Le mouvement politique Sauvons la RDC a condamné avec fermeté, dans un communiqué publié ce samedi 10 octobre 2025, ce qu’il qualifie d’« enlèvement » de l’opposant Seth Kikuni à son arrivée à l’aéroport international de N’djili, à Kinshasa. Le mouvement affirme que cette arrestation a eu lieu sur ordre du président Félix Tshisekedi Tshilombo et réclame la libération immédiate et sans condition du jeune opposant.
Selon le communiqué, Seth Kikuni, président du parti Piste pour l’Émergence et co-président du Cadre de concertation, revenait de Nairobi, où il avait participé au Conclave de l’opposition. Les agents des services de sécurité auraient saisi son passeport et ses téléphones avant de l’emmener vers une destination inconnue.
Le texte souligne que Seth Kikuni avait lu la déclaration finale du Conclave de Nairobi au nom de tous les délégués, et que son arrestation constitue une « violation flagrante de ses droits fondamentaux garantis par la Constitution et les instruments juridiques internationaux ».

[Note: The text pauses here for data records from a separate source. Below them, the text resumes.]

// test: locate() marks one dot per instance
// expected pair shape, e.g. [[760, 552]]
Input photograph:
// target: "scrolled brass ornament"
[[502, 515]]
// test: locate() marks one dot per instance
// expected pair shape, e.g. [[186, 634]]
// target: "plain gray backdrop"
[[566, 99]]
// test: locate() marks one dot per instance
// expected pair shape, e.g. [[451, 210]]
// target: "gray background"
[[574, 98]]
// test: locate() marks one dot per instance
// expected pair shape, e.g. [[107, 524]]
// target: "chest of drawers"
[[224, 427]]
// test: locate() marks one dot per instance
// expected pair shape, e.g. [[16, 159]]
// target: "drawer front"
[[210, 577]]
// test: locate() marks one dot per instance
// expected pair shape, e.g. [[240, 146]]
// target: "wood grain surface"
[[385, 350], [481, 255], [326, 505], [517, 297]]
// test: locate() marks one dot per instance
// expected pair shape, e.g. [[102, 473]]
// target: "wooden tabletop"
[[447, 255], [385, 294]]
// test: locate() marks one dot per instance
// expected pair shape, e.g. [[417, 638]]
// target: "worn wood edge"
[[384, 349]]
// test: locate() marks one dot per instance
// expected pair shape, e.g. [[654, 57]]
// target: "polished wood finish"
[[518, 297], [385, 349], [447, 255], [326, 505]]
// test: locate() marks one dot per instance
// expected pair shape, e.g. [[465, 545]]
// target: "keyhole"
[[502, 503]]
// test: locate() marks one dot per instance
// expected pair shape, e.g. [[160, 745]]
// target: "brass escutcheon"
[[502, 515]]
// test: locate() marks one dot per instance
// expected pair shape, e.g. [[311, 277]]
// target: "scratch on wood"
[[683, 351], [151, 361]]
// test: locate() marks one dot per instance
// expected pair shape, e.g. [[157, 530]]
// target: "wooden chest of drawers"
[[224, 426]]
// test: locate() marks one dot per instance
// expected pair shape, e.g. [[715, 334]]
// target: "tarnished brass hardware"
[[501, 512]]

Pour le mouvement Sauvons la RDC, cet acte s’inscrit dans une « répression systématique » visant les voix dissidentes et les opposants au régime du président Tshisekedi. « Nous tenons Félix Tshisekedi personnellement responsable de tout acte qui pourrait porter atteinte à la vie ou à l’intégrité physique et mentale de Seth Kikuni », avertit le communiqué.
Le mouvement appelle la communauté nationale et internationale à se mobiliser pour exiger la remise en liberté de Seth Kikuni et la fin du harcèlement contre les acteurs politiques et de la société civile.
Le communiqué est signé par plusieurs figures de l’opposition, dont Agustin Matata Ponyo Mapon, Frank Diongo, Raymond Tshibanda, André Claudel Lubaya et Jean-Claude Vuemba, sous la certification du Professeur Néhémie Mwilanya.